Welcome to Alt Rock Autumn. Today is day one of this marvelous countdown that I am so thrilled to bring back. Last year, I sporadically reviewed Alt Rock songs for the month of October, but wasn’t able to stay consistent. Now for this month, I have a set schedule for every day and will have a new Alt Rock Autumn blog coming your way fo the month of October.
With today being a Saturday and a game day for college football players and myself being a former college football player, I wanted to cover an alt rock song that could double as a pump up song. Making their first appearance on the countdown for Alt Rock Autumn is Rage Against The Machine with their song Bulls On Parade.
Rage Against The Machine dropped Bulls On Parade on February 9, 1996 and it blurs the lines of alternative rock and metal rap in the most perfect way possible. It’s angry, it’s angsty, and it’s beautiful to hear. I’ve had this song on my lifting and game day playlist ever since I was a sophomore in high school and it’s never done me wrong.
While you may get lost in the famous guitar solo and ear drum shattering drum play, the lyrics have a deeper meaning.
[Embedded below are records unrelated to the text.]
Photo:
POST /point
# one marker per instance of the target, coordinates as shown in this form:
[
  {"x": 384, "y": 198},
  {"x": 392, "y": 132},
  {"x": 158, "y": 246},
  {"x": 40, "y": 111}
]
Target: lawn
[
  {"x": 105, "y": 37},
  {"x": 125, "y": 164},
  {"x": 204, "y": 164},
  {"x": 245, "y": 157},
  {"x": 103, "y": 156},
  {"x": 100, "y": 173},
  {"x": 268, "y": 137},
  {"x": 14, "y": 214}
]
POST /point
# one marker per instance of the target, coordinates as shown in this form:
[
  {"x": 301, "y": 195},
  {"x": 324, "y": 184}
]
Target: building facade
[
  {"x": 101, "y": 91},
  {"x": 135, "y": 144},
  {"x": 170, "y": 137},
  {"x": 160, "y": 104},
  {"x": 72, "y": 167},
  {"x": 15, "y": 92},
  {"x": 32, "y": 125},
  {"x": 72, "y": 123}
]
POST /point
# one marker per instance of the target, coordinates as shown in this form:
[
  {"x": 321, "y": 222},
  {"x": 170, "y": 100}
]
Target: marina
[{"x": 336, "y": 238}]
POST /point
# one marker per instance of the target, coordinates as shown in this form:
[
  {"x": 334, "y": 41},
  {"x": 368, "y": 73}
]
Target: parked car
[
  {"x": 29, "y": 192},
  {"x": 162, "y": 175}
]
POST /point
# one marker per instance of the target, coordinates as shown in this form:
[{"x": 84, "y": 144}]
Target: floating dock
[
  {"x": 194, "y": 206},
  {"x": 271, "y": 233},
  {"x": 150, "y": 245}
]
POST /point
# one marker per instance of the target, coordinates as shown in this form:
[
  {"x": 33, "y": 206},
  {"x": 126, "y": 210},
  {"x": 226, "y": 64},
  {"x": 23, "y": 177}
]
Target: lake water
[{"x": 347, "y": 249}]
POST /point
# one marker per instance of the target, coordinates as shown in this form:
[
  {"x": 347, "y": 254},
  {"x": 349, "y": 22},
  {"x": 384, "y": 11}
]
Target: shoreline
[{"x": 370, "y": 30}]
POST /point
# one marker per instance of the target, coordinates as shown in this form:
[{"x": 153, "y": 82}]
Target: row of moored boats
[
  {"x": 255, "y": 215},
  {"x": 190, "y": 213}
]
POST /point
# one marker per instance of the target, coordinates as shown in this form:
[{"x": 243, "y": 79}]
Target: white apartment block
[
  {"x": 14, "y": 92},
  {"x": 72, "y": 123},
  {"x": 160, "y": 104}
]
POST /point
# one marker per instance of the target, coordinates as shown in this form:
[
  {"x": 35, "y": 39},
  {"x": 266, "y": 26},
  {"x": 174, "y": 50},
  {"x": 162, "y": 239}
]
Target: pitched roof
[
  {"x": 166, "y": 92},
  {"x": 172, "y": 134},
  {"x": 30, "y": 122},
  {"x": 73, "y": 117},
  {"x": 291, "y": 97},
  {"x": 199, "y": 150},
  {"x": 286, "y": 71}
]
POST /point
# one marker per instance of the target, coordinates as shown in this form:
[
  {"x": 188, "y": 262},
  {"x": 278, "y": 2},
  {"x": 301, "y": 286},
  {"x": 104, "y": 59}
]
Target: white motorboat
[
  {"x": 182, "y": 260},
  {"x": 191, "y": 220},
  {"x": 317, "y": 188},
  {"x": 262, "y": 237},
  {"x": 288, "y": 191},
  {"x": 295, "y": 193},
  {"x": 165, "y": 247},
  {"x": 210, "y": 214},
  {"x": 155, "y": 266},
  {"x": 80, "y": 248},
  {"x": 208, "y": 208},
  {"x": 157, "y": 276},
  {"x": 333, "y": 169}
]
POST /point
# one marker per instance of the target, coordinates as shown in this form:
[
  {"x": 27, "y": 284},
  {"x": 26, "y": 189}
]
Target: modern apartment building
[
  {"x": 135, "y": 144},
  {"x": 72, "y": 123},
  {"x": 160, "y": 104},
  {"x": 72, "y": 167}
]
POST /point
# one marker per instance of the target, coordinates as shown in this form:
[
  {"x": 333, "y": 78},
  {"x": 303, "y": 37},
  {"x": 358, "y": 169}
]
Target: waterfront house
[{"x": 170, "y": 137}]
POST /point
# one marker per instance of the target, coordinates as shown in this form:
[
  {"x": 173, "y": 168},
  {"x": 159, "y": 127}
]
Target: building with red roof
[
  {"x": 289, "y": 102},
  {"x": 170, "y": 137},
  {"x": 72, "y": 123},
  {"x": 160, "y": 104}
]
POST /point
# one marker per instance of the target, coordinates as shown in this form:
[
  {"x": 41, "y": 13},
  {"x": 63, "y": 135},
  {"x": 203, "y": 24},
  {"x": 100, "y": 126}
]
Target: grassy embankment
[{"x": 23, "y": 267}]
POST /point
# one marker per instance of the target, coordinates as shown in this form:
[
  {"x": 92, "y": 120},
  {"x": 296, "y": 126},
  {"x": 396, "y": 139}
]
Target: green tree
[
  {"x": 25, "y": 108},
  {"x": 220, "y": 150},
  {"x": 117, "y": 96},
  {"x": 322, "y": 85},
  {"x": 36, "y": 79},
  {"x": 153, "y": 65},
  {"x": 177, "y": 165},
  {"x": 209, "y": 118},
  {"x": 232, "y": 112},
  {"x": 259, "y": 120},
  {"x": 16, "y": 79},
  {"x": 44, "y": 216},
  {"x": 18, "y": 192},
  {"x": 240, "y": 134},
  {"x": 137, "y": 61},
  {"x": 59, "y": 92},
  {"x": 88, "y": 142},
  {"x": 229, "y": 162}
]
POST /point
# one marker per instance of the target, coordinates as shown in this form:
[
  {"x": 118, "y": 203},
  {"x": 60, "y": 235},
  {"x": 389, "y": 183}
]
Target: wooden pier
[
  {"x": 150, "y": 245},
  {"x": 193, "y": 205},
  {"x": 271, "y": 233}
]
It’s an anti-war anthem. “Weapons not food, not homes, not shoes, Not need, just feed the war cannibal animal, I walk the corner to the rubble that used to be a library”. When you really get into the nitty gritty of the lyrics like the one above, you see their disdain for war and bombing foreign countries, leaving them with rubble where their communities were.
“They don't gotta burn the books they just remove 'em, While arms warehouses fill as quick as the cells”. The band even delves into censorship on American soil of books. Around this time in history and a few years prior, the politicians were making a push to ban certain books and music. Eleven years prior, Tipper Gore and other politicians threatened metal music due to teen suicide and it being “immoral”. Rage Against The Machine wanted to lay down their sentiment towards acts like this.
When Rage Against The Machine performed Bulls On Parade on multiple shows, they dedicated the song to George Bush and Tony Blair for their roles in the war on terror.
The song has built up a large modern day presence amongst musicians and die hard rock fans. It’s been covered multiple times, but none of them stand close to Denzel Currys rendition of the song. In 2019, the rapper covered Bulls On Parade on the Australian radio station Triple J as a part of a segment. It’s a banger.
Bulls On Parade peaked on international charts at number one on both the UK Rock and Metal chart and Finnish charts in 1996. The highest it reached in the United States was number eleven in 1996 on the US Alternative Airplay chart. In addition, it was voted the fifteenth greatest metal song on VH1’s 40 Greatest Metal Songs.
With today being a Saturday, if you’re a college athlete, I recommend you throw this angry head banger on in either the locker room or your headphones and get ready to break some skulls. Zack de la Rochas vocals will fill your body with irate goosebumps. TURN IT UP.